Erica’s altruistic vision came into focus when she enrolled in the INMED International Medicine Diploma Program. INMED arranged for her to study with American physicians during August and September 2006 at the Nilerigu Baptist Medical Center in northern Ghana. The Baptist Medical Centre (BMC) ministry was founded by an American physician, George Faile II, half a century ago, and today the Faile Foundation provides many valuable services and funding for the Baptist Medical Center. The Nilerigu BMC is a full-scale hospital and clinic whose services include surgery, dental care, TB treatment, HIV care and management of obstetrical emergencies.
Erica passionately describes her experience: “I saw so many children die from malaria, pneumonia and dehydration…often 5 or 6 a day.

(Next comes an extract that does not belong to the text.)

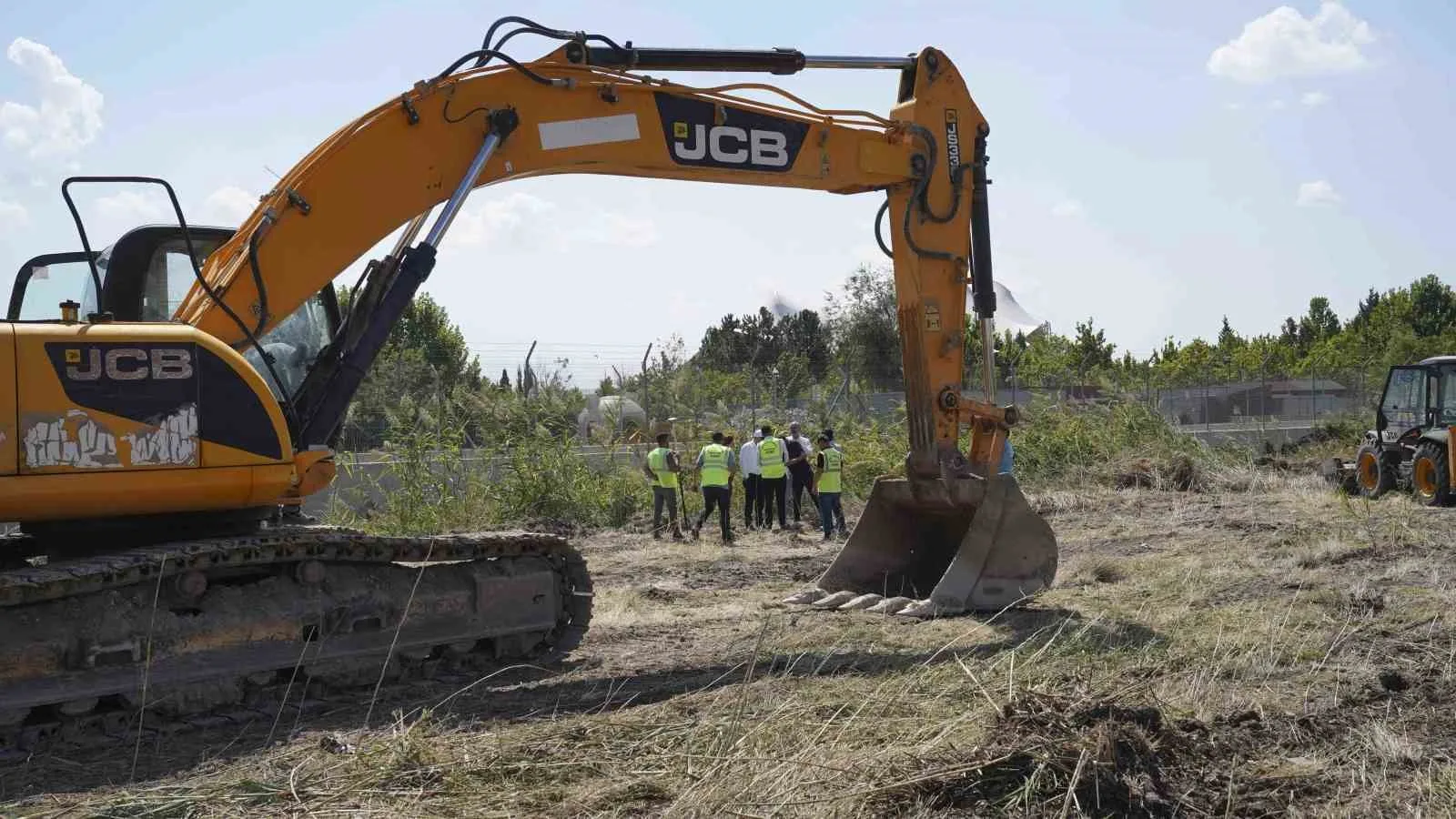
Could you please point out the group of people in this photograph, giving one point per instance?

We worked extremely hard to try and save them, giving IV fluids and medications. We prayed for them, too. We prayed with their families, we prayed before surgeries. I saw American surgeons bow their heads and grasp the hands of their patients before anesthesia. How often would I ever see that in the United States? I came to realize the importance of prayer – how it brings peace of mind. When we had provided all we could to save a child and asked God to intervene, then we knew we’d done everything possible.”